Plot summary
Sheila Tubman's family is planning a vacation, where they leave
New York City for the summer to live in suburban
Tarrytown. They plan to spend the season in a house that belongs to George Egran, a professor at
Marymount Manhattan College where Sheila's father, Buzz Tubman, works. At first, Sheila is disappointed that they aren't going to
Disneyland, but then changes her mind when she finds out she can have her own bedroom (at their apartment, she must share her bedroom with her older sister Libby, who pretends to be very grown-up and formal).
Once they get there, Sheila has a rough start. She must face several fears, including
spiders,
thunderstorms,
ghosts (when she learns that Tarrytown was where
The Legend of Sleepy Hollow
took place), the dark and her two greatest fears:
dogs (Professor Egran owns a
beagle named Jennifer that the Tubmans look after for the summer), and water (her parents insist on swimming lessons). Sheila does not like her bedroom at first, since it belongs to a boy, Bobby (who has a huge model collection and warns any
girls using his room that he will "get" whoever touches his models).

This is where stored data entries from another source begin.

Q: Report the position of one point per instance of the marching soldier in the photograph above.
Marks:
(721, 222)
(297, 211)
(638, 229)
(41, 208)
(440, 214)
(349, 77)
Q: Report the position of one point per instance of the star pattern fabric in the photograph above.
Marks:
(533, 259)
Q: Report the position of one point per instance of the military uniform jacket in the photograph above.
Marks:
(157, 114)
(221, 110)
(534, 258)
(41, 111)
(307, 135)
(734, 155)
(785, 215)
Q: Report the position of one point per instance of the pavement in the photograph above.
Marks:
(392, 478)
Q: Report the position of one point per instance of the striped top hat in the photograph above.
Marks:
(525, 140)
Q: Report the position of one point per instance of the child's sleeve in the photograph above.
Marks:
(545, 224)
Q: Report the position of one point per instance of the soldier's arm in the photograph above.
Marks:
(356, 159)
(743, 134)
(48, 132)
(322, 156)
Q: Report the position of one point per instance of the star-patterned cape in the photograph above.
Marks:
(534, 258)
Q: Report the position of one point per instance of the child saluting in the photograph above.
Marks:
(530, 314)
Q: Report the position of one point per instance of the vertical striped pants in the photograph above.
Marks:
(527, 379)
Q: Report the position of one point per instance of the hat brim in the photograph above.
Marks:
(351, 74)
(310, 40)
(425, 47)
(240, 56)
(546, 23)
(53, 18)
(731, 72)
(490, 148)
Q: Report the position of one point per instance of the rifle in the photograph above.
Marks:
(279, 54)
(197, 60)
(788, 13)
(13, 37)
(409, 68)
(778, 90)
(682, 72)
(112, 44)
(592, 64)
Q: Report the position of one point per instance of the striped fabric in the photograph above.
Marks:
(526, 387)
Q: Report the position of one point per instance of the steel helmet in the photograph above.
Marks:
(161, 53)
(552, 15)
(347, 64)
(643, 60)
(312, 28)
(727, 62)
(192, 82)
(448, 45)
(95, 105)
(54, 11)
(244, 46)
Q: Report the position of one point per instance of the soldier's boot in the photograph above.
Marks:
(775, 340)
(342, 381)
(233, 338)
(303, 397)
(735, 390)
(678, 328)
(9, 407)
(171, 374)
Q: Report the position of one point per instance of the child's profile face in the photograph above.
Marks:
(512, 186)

Then Sheila makes friends with a girl her age named Mouse Ellis (a.k.a. the Junior Yo-yo Champion of Tarrytown), as well as twin girls named Jane and Sondra. They attend a cultural arts summer day camp, and enjoy making pottery. Her swimming teacher, Marty, also helps her learning to swim, with Sheila even going as far as admitting she is scared to put her face in the water. Sheila pretends to know everything and can be able to do anything when she is with her new friends, but deep down Mouse knows that Sheila is rather fearful. Sheila also attempts to make a camp newspaper, wanting to do everything by herself, but resorts to having to print it via an old
mimeograph machine, and finds it hard work. So she passes the newspaper job to two older boys that form committees and have fun with making a newspaper, and Sheila feels left out, until she decides to become a weather forecaster (so she can know in advance when a thunderstorm is coming).
Jennifer also makes friends with a boy dog, Mumford (called by the family as "Jennifer's Friend"), which makes Sheila even more nervous. They also find out that Jennifer is going to be a mother, and will eventually have puppies. Libby is excited over this, but Sheila is too nervous about having a puppy in their house. The school puts on a play of
Peter Pan
, and Sheila and Mouse help work on the scenery. Libby tries out to be Wendy, but due to her bad singing voice, she winds up playing Captain Hook, with great disappointment.
Libby makes friends with the girl that played Wendy, Maryann Markman, and Libby invites her to sleep over the same night Sheila is having her slumber party with Mouse, Sondra and Jane. The party starts out fun, until they make a
slam book, which leads into a big fight that involves them throwing Bobby's models at each other. When Libby notices this and tells their mom, Jean, Sheila and the others are outraged. After they fix up Bobby's models, they rig a
practical joke involving toothpaste on the
toilet seat, which Sheila winds up sitting on.
When the summer camp ends, they go on a hayride. Sheila is nervous that the horses pulling their wagon might run wild, or that the Headless Horseman would come out and scare them, and the fact that there's a thunderstorm and a full moon (Sheila fears a
werewolf might come out). Then Sheila must take a swimming test in order to end her swimming lessons. Even though she feels she can't do it the entire time, she passes with flying colors.
Before the Tubmans leave Tarrytown, they have a farewell party, inviting all the friends they made there, including Mouse and her family, Maryann Markman, Marty, the Van Arden twins, and Libby's new boyfriend Hank Crane. Things go well, until Mumford arrives, as does his owner. They tell him that Jennifer and Mumford are going to be parents. Sheila thinks to herself that having a puppy might not be so bad after all.
Sheila learns two things over the summer: It's all right to admit your fears, and pretending to know everything may not be the best choice.
Trivia
- Blume dedicated the book to her father.
- Sheila is also a character in the Fudge books. Other than brief anecdotes, Peter and his dog, Turtle, are the only members of the Hatcher family to appear in the book. They appear in the first chapter of the book, and are mentioned by Sheila several times in the story. Sheila also briefly mentions Peter's brother Fudge, though not by name.
- The post-2002 reprints of this book have some lines edited and a bit of new content added to update the technology use in it (for instance, record players are replaced with CD players, and the camp's copier keeps malfunctioning, which is why Sheila must use a mimeograph machine, whereas the original had the camp already still using their mimeograph machine and not having a copier yet).